現代刀 銘: 康宏 刃長: 72.6cm、反り: 2.5cm
地中の白い斑点は「飛び焼き」、棟にも焼入れ。(写真右下)切先付近の地紋 
(刀身提供元/三井田盛孝氏)

刀匠への道
 大正3年(1914)、山梨県東八代郡豊富村に生まれる。甲府の商業学校卒業後、東京にてレコード店を営む。
 陸軍に召集されて中支派遣軍に配属。漢文の素養があった為に特務機関の宣撫工作員となる。昭和17年に除隊。
 翌年に再び召集され支那戦線に投入される。
 以前の特務機関の戦友達は無謀なインパール作戦に投入され、無念のうちに斃れていった。

 昭和21年に復員。進駐軍基地への冷凍機の商売を始める。
 昭和35年(1960)頃、懇意な刀鍛冶の鍛刀所で秋元昭友(戦中、栗原彦三郎昭秀門)と知り合い、後援者のようなことを始めた。
 日本刀の作刀が再開されたとはいえ、この当時、刀材は完全に枯渇していた。刀匠達は刀の材料の確保に大変な苦労をしていた。
 こうした状況の中で「地鉄を研究しょうと思い立ち、仕事を放っぽり出して一生懸命に鉄を作って秋元刀匠の元に持って行った。
 そして良い刀ができた。
 ところが、この刀匠が蔭に廻ると、小林さんは素人でいい加減なことを言って困る。この金で作れ、あの金で刀を作れと言って
困る・・・と何時も他人に話している。
 こりゃしょうがない。いかん。自分でやろうということになった」・・・これが刀匠となるきっかけだった。
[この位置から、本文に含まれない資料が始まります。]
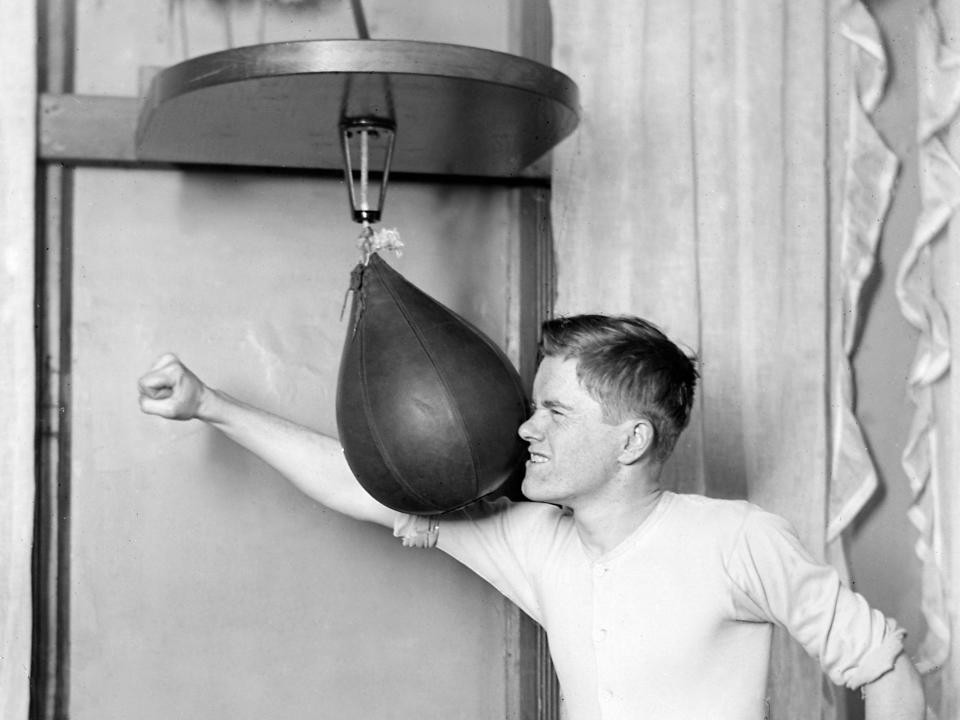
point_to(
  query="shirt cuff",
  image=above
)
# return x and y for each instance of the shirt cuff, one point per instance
(416, 530)
(880, 659)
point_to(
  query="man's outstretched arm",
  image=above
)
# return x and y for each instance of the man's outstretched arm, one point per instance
(897, 694)
(311, 461)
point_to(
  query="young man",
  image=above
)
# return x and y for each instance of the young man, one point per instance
(656, 605)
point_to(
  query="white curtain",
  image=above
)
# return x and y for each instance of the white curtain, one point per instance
(927, 288)
(17, 157)
(697, 193)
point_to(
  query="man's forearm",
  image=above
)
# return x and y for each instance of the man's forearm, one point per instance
(897, 695)
(311, 461)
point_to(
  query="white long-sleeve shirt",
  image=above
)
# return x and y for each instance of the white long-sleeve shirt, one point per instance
(676, 622)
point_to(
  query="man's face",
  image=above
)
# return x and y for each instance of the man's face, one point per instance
(573, 453)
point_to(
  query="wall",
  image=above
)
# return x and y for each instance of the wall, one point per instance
(201, 584)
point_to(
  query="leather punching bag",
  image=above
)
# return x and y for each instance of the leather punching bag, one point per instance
(427, 406)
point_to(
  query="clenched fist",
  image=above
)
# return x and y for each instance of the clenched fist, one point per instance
(171, 390)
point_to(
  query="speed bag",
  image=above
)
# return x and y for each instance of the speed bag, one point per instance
(428, 406)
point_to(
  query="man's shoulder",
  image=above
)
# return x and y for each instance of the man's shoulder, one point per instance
(717, 514)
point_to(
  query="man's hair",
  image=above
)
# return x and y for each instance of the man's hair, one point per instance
(631, 368)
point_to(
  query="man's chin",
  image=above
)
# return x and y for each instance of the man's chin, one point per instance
(533, 489)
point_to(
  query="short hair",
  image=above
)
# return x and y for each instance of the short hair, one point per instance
(631, 368)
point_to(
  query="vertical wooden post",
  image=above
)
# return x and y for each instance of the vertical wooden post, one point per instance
(534, 681)
(49, 671)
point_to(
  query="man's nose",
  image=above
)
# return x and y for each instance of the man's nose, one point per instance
(528, 429)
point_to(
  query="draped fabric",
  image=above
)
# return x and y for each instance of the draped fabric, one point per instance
(17, 103)
(928, 298)
(869, 172)
(697, 193)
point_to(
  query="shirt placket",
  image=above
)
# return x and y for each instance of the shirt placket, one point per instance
(602, 620)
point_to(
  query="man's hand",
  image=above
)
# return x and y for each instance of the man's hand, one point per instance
(311, 461)
(897, 695)
(171, 390)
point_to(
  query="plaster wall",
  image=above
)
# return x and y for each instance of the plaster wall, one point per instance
(203, 585)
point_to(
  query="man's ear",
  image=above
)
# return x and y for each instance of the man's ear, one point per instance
(639, 441)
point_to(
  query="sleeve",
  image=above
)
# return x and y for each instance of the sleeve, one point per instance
(779, 581)
(496, 539)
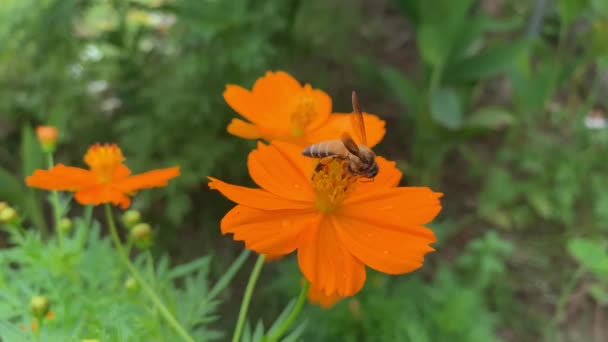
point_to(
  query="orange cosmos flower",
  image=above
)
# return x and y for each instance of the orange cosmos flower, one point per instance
(336, 223)
(108, 180)
(279, 108)
(47, 136)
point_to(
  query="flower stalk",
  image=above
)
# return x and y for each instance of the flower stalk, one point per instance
(167, 315)
(253, 278)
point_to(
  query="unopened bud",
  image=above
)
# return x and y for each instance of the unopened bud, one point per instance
(47, 136)
(142, 235)
(131, 284)
(65, 225)
(40, 306)
(131, 217)
(8, 215)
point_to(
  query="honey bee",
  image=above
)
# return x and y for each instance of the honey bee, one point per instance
(360, 159)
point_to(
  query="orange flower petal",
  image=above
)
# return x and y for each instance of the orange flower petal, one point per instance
(396, 207)
(61, 177)
(268, 232)
(317, 296)
(255, 198)
(322, 106)
(328, 265)
(150, 179)
(103, 193)
(385, 250)
(339, 123)
(243, 129)
(274, 171)
(388, 176)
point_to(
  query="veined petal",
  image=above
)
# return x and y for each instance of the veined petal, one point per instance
(317, 296)
(243, 129)
(102, 193)
(338, 123)
(61, 177)
(274, 232)
(150, 179)
(322, 105)
(388, 177)
(327, 264)
(385, 250)
(275, 172)
(397, 207)
(256, 198)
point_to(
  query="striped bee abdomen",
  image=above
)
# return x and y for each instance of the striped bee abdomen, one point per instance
(326, 149)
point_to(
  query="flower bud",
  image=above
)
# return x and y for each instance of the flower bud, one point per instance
(8, 215)
(65, 225)
(131, 217)
(40, 306)
(131, 285)
(141, 234)
(47, 136)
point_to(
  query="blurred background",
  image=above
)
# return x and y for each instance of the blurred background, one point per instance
(500, 104)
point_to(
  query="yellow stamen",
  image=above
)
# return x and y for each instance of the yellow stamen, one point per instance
(332, 184)
(103, 160)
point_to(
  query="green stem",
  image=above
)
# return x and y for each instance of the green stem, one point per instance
(563, 298)
(253, 278)
(55, 203)
(293, 315)
(140, 280)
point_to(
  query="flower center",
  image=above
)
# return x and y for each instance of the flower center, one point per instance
(103, 160)
(332, 184)
(303, 113)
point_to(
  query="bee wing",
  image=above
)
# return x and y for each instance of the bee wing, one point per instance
(350, 144)
(357, 121)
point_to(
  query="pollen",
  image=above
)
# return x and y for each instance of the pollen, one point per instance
(103, 160)
(303, 113)
(332, 184)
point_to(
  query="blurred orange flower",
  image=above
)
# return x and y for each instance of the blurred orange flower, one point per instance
(280, 108)
(337, 224)
(108, 180)
(47, 136)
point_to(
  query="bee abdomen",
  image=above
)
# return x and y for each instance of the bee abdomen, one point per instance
(322, 150)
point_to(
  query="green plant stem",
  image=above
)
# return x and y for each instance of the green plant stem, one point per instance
(293, 315)
(147, 289)
(563, 298)
(253, 278)
(55, 203)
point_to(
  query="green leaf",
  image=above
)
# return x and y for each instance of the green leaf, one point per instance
(403, 89)
(434, 47)
(446, 108)
(599, 292)
(591, 254)
(489, 62)
(490, 118)
(599, 7)
(570, 9)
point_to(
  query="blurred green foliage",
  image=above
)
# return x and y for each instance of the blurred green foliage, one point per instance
(494, 110)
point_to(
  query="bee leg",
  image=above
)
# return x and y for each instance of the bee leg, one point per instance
(322, 162)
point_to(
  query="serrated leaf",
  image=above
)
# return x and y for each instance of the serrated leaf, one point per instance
(490, 118)
(446, 108)
(591, 254)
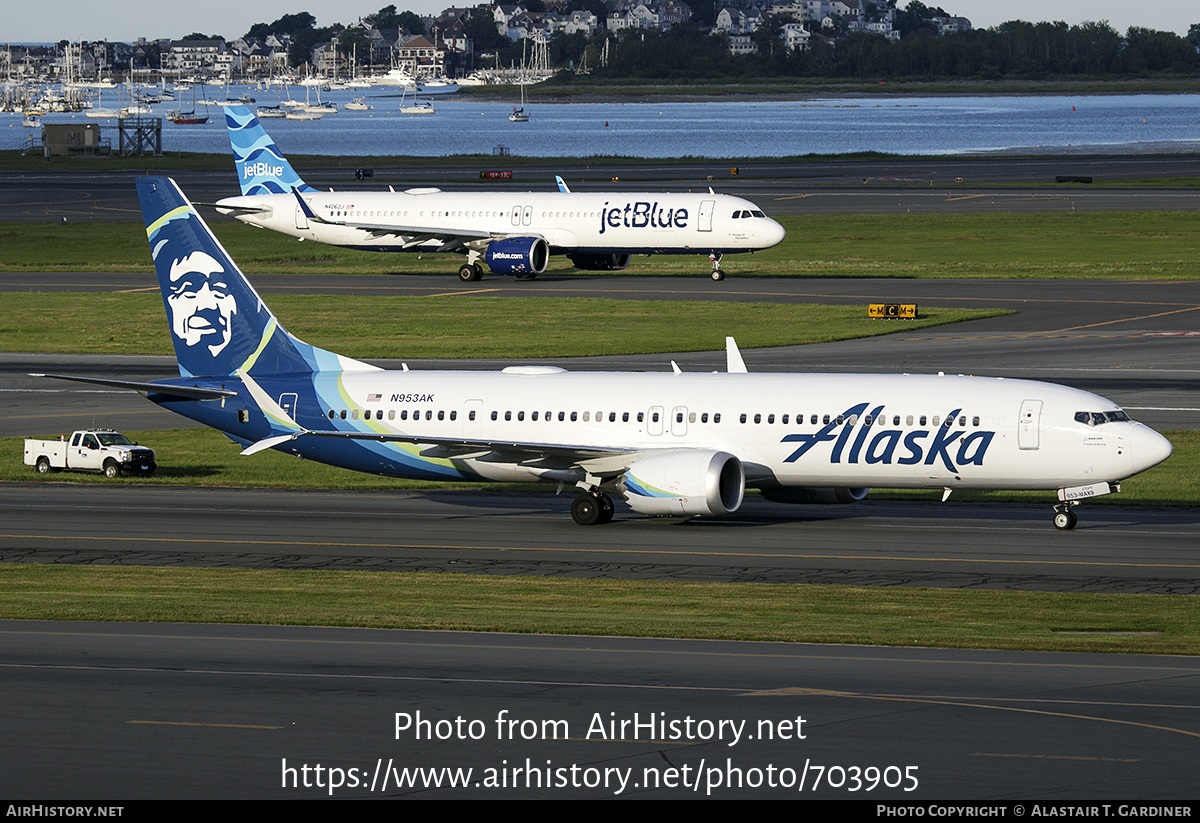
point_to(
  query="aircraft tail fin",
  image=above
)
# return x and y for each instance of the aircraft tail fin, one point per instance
(262, 168)
(219, 324)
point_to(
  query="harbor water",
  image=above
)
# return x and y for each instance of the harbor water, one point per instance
(1105, 124)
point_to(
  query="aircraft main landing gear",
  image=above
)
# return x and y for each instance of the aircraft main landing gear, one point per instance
(1065, 520)
(471, 270)
(592, 508)
(715, 259)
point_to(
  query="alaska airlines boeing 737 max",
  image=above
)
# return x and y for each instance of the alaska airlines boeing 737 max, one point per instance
(666, 443)
(514, 233)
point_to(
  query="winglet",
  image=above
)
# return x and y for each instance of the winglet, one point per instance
(262, 168)
(733, 361)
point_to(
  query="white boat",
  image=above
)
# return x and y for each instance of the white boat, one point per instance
(415, 107)
(396, 77)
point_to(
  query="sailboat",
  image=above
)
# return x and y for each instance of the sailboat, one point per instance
(418, 107)
(192, 118)
(520, 114)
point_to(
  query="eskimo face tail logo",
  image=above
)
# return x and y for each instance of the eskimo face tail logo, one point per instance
(199, 301)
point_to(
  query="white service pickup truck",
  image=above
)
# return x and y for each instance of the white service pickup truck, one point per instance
(90, 450)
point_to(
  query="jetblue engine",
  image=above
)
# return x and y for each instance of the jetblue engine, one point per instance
(822, 496)
(684, 482)
(586, 262)
(517, 256)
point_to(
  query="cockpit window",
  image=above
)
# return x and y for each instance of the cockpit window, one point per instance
(1101, 418)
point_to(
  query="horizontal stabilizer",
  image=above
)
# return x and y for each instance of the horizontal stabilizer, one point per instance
(263, 445)
(195, 392)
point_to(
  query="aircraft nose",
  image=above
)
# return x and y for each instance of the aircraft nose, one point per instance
(1147, 448)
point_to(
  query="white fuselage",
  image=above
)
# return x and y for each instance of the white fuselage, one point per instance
(787, 430)
(609, 222)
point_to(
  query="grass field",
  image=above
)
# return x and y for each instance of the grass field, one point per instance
(948, 618)
(1145, 245)
(457, 326)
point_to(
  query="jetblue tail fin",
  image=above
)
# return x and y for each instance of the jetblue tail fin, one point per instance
(262, 168)
(219, 324)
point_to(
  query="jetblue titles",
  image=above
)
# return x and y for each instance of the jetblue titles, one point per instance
(641, 215)
(261, 169)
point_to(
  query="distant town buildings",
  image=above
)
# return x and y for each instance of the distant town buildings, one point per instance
(445, 43)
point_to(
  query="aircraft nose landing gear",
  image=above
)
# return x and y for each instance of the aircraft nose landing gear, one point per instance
(1063, 517)
(715, 259)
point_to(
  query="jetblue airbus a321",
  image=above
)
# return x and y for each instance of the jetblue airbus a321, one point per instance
(514, 233)
(676, 444)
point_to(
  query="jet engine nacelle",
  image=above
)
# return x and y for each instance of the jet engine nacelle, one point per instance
(685, 482)
(517, 256)
(823, 496)
(599, 262)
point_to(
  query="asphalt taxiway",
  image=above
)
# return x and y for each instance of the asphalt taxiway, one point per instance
(943, 185)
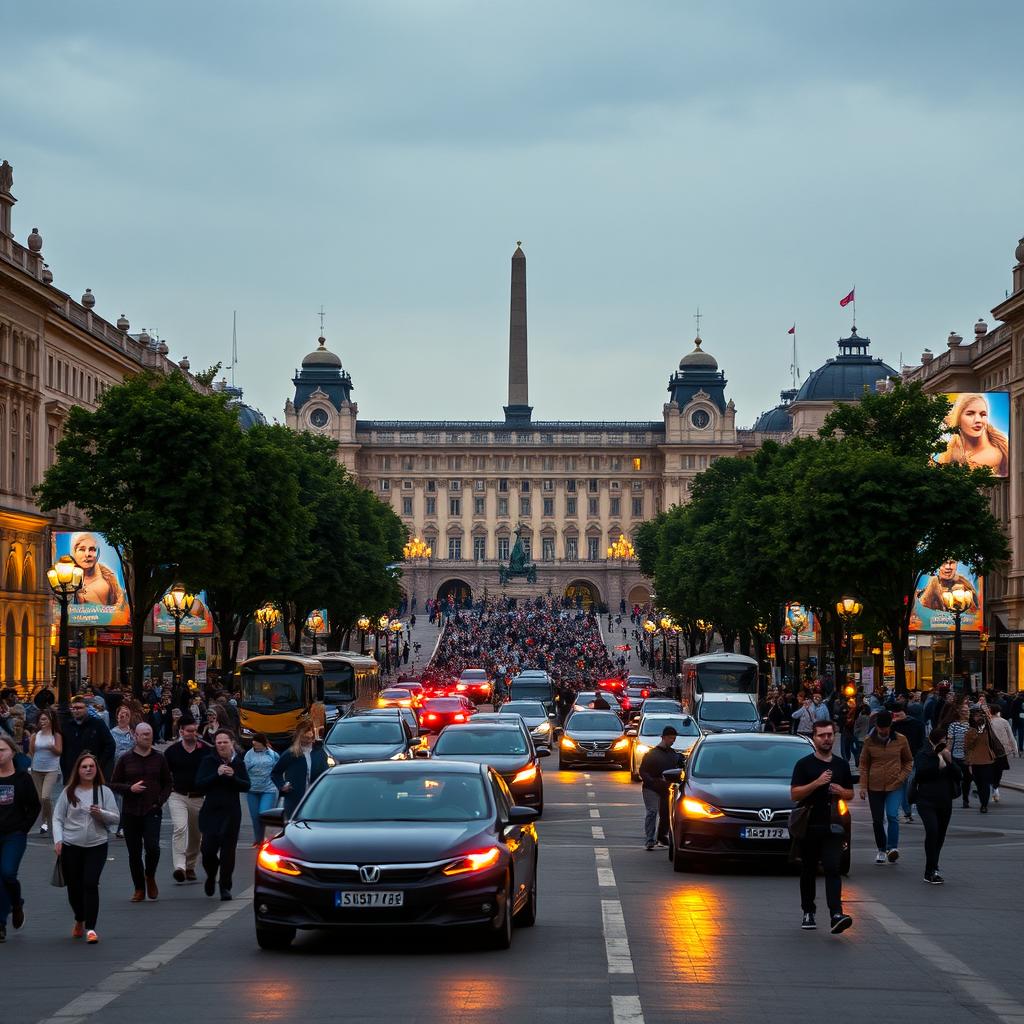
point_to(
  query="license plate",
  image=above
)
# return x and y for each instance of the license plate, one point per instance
(759, 833)
(368, 899)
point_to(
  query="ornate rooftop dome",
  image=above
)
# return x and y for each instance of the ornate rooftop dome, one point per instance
(846, 376)
(322, 356)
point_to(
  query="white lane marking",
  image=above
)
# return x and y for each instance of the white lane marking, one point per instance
(107, 991)
(616, 944)
(605, 876)
(626, 1010)
(980, 989)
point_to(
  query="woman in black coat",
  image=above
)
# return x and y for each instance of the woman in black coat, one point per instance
(223, 778)
(299, 766)
(937, 782)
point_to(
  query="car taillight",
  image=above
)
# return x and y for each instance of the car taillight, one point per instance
(272, 860)
(474, 861)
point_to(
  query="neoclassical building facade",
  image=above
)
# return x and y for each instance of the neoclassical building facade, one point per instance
(570, 487)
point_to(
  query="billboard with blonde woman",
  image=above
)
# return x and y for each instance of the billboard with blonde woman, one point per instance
(978, 431)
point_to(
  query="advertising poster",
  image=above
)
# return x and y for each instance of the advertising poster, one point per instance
(198, 623)
(101, 601)
(930, 614)
(978, 431)
(809, 634)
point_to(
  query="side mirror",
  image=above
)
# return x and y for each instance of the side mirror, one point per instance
(273, 817)
(521, 815)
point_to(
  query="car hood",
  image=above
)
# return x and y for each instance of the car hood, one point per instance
(344, 754)
(742, 793)
(503, 764)
(381, 842)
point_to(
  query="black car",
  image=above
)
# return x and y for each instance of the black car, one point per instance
(365, 737)
(732, 799)
(399, 844)
(594, 737)
(506, 748)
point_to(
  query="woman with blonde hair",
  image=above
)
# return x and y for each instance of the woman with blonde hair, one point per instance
(975, 441)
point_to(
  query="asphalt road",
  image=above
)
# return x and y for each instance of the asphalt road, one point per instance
(620, 937)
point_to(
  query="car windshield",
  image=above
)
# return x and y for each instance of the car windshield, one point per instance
(366, 730)
(464, 739)
(745, 759)
(527, 709)
(594, 721)
(727, 711)
(395, 797)
(684, 726)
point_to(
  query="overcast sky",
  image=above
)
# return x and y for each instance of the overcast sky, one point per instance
(756, 160)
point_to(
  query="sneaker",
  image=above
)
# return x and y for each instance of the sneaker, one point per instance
(840, 923)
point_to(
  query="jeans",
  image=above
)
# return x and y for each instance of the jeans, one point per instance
(935, 818)
(655, 808)
(184, 835)
(983, 779)
(820, 846)
(11, 851)
(142, 832)
(82, 866)
(260, 802)
(885, 810)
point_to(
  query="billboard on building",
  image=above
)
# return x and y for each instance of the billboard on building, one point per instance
(978, 431)
(808, 633)
(198, 623)
(102, 600)
(930, 613)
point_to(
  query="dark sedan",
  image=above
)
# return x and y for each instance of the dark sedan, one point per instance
(732, 799)
(365, 737)
(593, 737)
(506, 748)
(399, 844)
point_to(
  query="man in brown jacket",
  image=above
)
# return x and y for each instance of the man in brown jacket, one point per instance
(885, 763)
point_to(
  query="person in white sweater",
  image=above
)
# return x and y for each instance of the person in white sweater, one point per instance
(85, 813)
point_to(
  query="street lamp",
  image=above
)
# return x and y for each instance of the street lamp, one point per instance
(178, 603)
(957, 599)
(266, 619)
(66, 581)
(314, 625)
(848, 608)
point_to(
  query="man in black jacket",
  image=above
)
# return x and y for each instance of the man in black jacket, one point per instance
(86, 732)
(655, 791)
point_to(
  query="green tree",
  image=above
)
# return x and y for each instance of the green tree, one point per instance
(147, 468)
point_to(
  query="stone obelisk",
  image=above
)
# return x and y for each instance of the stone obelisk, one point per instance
(518, 410)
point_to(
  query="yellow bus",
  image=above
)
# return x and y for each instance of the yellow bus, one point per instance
(276, 691)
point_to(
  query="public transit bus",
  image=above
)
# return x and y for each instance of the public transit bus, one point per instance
(347, 677)
(276, 691)
(722, 673)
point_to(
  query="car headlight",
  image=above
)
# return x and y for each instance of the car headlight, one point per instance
(693, 808)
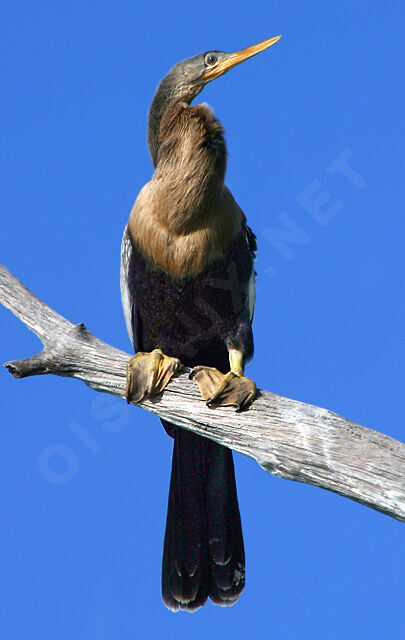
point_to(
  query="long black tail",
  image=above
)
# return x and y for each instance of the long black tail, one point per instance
(203, 549)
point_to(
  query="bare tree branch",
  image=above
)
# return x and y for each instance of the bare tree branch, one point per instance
(290, 439)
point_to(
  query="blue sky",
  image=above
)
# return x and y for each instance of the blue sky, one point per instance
(82, 558)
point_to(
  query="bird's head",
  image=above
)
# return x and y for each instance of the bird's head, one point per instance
(188, 77)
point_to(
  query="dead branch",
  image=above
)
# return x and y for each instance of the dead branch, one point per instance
(290, 439)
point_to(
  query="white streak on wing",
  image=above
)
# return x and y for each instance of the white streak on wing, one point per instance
(127, 303)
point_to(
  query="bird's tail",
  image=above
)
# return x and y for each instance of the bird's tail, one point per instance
(203, 549)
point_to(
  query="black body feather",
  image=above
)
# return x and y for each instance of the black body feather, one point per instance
(196, 319)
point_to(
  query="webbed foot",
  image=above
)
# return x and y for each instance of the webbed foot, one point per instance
(149, 373)
(224, 390)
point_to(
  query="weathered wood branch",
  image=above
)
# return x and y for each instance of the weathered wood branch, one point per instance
(288, 438)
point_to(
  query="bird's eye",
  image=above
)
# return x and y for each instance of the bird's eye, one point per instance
(210, 59)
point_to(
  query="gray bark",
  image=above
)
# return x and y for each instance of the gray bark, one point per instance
(290, 439)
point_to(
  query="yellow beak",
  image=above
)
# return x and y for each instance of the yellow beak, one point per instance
(236, 58)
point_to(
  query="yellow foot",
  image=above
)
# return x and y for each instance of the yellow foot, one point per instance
(149, 373)
(224, 390)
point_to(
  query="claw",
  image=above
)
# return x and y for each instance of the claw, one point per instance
(224, 390)
(148, 374)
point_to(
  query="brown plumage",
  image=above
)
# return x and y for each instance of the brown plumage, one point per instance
(185, 217)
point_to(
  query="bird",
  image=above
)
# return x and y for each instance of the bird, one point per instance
(188, 293)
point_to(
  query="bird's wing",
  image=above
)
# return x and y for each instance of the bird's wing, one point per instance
(127, 300)
(252, 244)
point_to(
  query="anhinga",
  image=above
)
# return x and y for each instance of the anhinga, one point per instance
(187, 282)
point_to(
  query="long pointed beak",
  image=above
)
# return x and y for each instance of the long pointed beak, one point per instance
(233, 59)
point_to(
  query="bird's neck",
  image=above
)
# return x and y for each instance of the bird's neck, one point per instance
(190, 171)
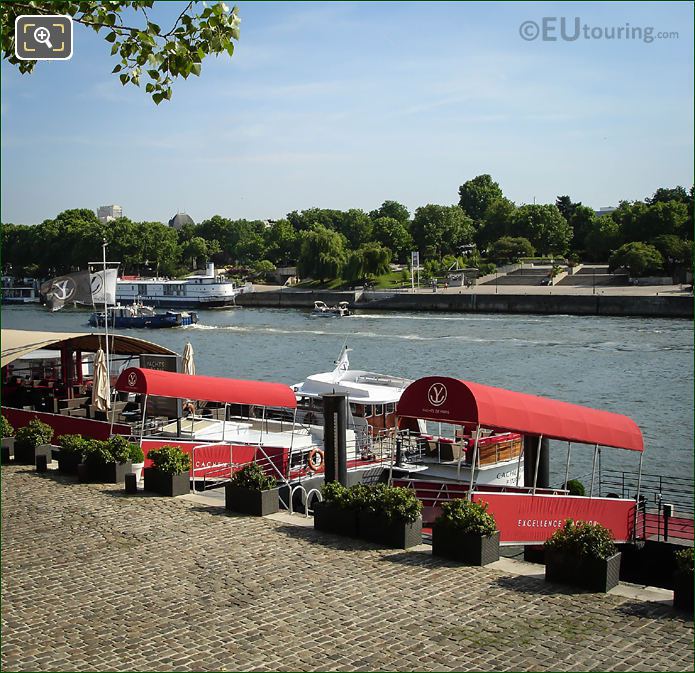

 昭和43年(1968)頃、会社(50名程)を解散して、東京高輪のビル内に鍛錬場を設けた。昭和45年(1970)1月20日刀匠の認可が下り
た。特定の師を持たない為、認可までに一年半の時間を要した。
 電気ハンマーを使う街中の作業所の限界を感じ、昭和52年(1977)、故郷の山梨県に帰る。小林康宏55歳、人生の秋だった。

悪貨は良貨を駆逐する
 市井の人・小林林(本名)が、いつ頃から日本刀に関心を持ち、冶金学的見地からその研究を始めたかの背景は判からない。
 秋元昭友刀匠に師事したとの言が散見されるが、刀匠を思い立った経緯(いきさつ)から見て、それは間違いである事が明白である。
 知人の鍛刀所に出入りしている段階で、既に小林氏の頭には明確な日本刀像があったことが窺える。
 だからこそ、仕事を放棄してまで様々な鉄作りに没頭したのである。既に、日本刀の本質を見据えていたことが判る。
 小林自身は刀を打てないので、自ら描いた日本刀を検証する為に、秋元刀匠に作刀を依頼していた。
 従って、例え刀が打てなくとも、師は寧(むし)ろ小林氏の方であったと言うべきであろう。

 「井の中の蛙、大海を知らず」という。
 大海が必ずしも正しいとは言えないが、井の中と大海のどちらが正しいかを知る為にも大海(異なる見識)を知ろうとする姿勢が
要る。それが凡庸と非凡を分ける境となる。
 秋元刀匠にとって、小林氏との出会いは日本刀の視野を広める絶好の機会であったろう。
 只、因習に浸りきっている凡庸な集団が、非凡な少数の人間を異端児として排斥するのが世の中の常であった。
 曲解を承知の上で、グレシャムの法則の言葉を借用すれば、「悪貨は良貨を駆逐する」との表現がピッタリする。
 これはどの世界でも変わらない。
1

目 指 す は 古 刀

地鉄の追求
 小林刀匠は自由な作刀環境を求めて昭和55年(1980)7月、山梨県巨摩郡の無人の林の中に新たな鍛錬所を設けた。
 既に(財)日本美術刀剣保存協会が52年より玉鋼の供給を開始していたが、自ら信じる鋼材を造ることも移転の目的だった。
 小林刀匠は製練に挑んた。
 自宅前の丘の斜面に自然通風を利用して「登り窯」を造った。常識といわれた開放型たたら炉ではなかった。
 密閉型の自然通風の登り窯は温度が上がらず、古刀期同様の鉄が採れる筈という計算に基づいていた。
 小林刀匠の登り窯は全長6m、原料には砂鉄を、燃料には赤松の薪が使われた。
 流動ズクを生成していたとのことなので、炉温は1,200℃を超えていた。低温製錬の海綿鉄(800℃位)、塊錬鉄(1,000℃位)では
なかった。
 丸鍛えの前提は、ひとえに地鉄の工夫にある。下記の着想をみれば、最初からズク押しを狙っていたのかも知れない。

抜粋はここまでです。